What You Need To Know About Rapid Prototyping Systems



Rapid prototyping is the method of constructing physical objects using solid freeform fabrication. The use of rapid prototyping techniques had its start during the 1980's where it was used to build product models. Its current applications have been put into use in a wider range of objectives.

The technique can even be used in order to manufacture quality useable parts in small numbers. Rapid prototyping has even found some applications in the art scene where sculptors use the technology to create intricate shapes that become art pieces.

An improved digital rapid prototyping system makes use of computers in order to create highly accurate design pieces. A digital rapid prototyping system makes use of virtual designs usually created with the help of computer aided design or animation modeling software programs.
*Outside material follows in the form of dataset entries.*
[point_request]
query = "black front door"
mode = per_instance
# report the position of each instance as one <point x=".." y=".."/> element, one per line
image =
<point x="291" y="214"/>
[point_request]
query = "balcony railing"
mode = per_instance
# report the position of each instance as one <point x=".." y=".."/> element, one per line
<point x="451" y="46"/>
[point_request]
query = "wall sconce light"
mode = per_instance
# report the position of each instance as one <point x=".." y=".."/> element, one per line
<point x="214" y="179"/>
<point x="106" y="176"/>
The system then transforms the design into virtual cross sections which a special machine uses to recreate the exact design cross sections in physical space until a physical model is finished. The highly technical process enables virtual designs to take physical shape in very exact and accurate manner.

In rapid prototyping, there are usually two basic approaches to design systems being used. The approach chosen can either be formative or summative. The formative approach is being used for situations wherein the prototype is first built based on the current stage of the design. It is then tested on a control group with the results being used to integrate into the next stage of development in order to further enhance and improve on the usefulness of the current design.
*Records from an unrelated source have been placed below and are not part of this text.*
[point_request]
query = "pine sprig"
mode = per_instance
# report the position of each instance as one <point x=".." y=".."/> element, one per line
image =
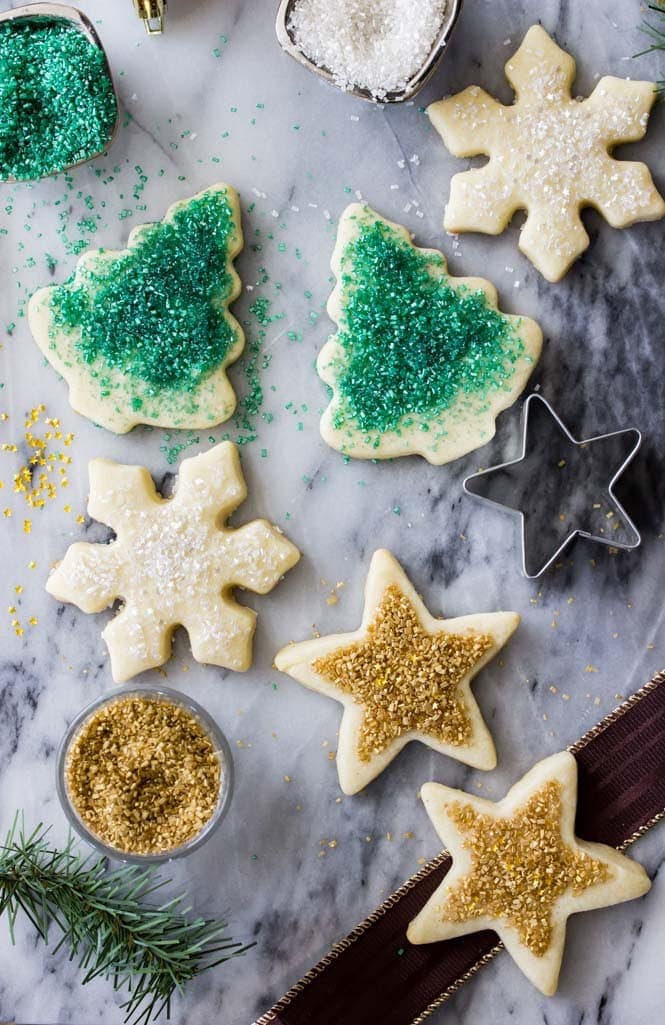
<point x="109" y="920"/>
<point x="657" y="35"/>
The summative approach on the other hand takes a different course in developing product design. A single test exercise is performed at the end of the overall design enhancing process. At most times the approach is a two step stage. Following the summative approach can sometimes make it too costly to make design changes as the end stage nears.

But this approach is less time consuming and can be more cost effective initially if the projected design is seen to require little refinements when a prototype is done. But in the long run, using the formative approach will definitely be more beneficial. The main reason for this is because when a system is tested as a whole only once at the end of the design period, it may be very difficult to pin point the various flaws that may exist within the design.